Conservation and human rights have had an uneasy history. Ever since the emergence of the modern ‘western’ concept of conservation in the late nineteenth Century, a central strategy has been the establishment of a network of uninhabited protected areas to ensure the preservation of ‘natural’ landscapes, ecosystems, habitats, and the species they contain, through protection against any human exploitation. This approach, which is often referred to as fortress conservation, has formed the basis of emerging global conservation policy since the mid-twentieth Century. Fortress conservation has devastating impacts on the rights, livelihoods and cultures of Indigenous peoples and local communities, yet despite numerous commitments by conservation organisations to respect rights and shift to more inclusive approaches, forced evictions and violent killings are (still) commonly perpetrated across the world in the name of conservation.

The guidance is in three Parts:

Part 1 introduces the commitments made by governments in 2022 to adopt a rights-based approach to conservation, as part of the Kunming-Montreal Global Biodiversity Framework.
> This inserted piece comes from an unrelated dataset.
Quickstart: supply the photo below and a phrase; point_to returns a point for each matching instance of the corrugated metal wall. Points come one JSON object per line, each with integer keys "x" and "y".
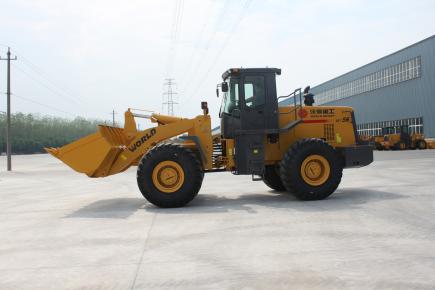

It then gives a brief introduction to human rights and human rights-based approaches.

Part 2 provides an overview of international norms and standards on human rights. It describes the international legal and policy framework, introduces some of the most influential international voluntary standards addressing human rights issues, and then provides a run-down of rights that are particularly relevant for conservation.

Part 3 introduces several practical tools and approaches for respecting, protecting and fulfilling the rights of Indigenous peoples and other groups with collective customary rights, showing how they apply to conservation. They include measures to guard against or remedy rights violations (“do no harm”) and measures to actively support rights-holders to conserve nature themselves.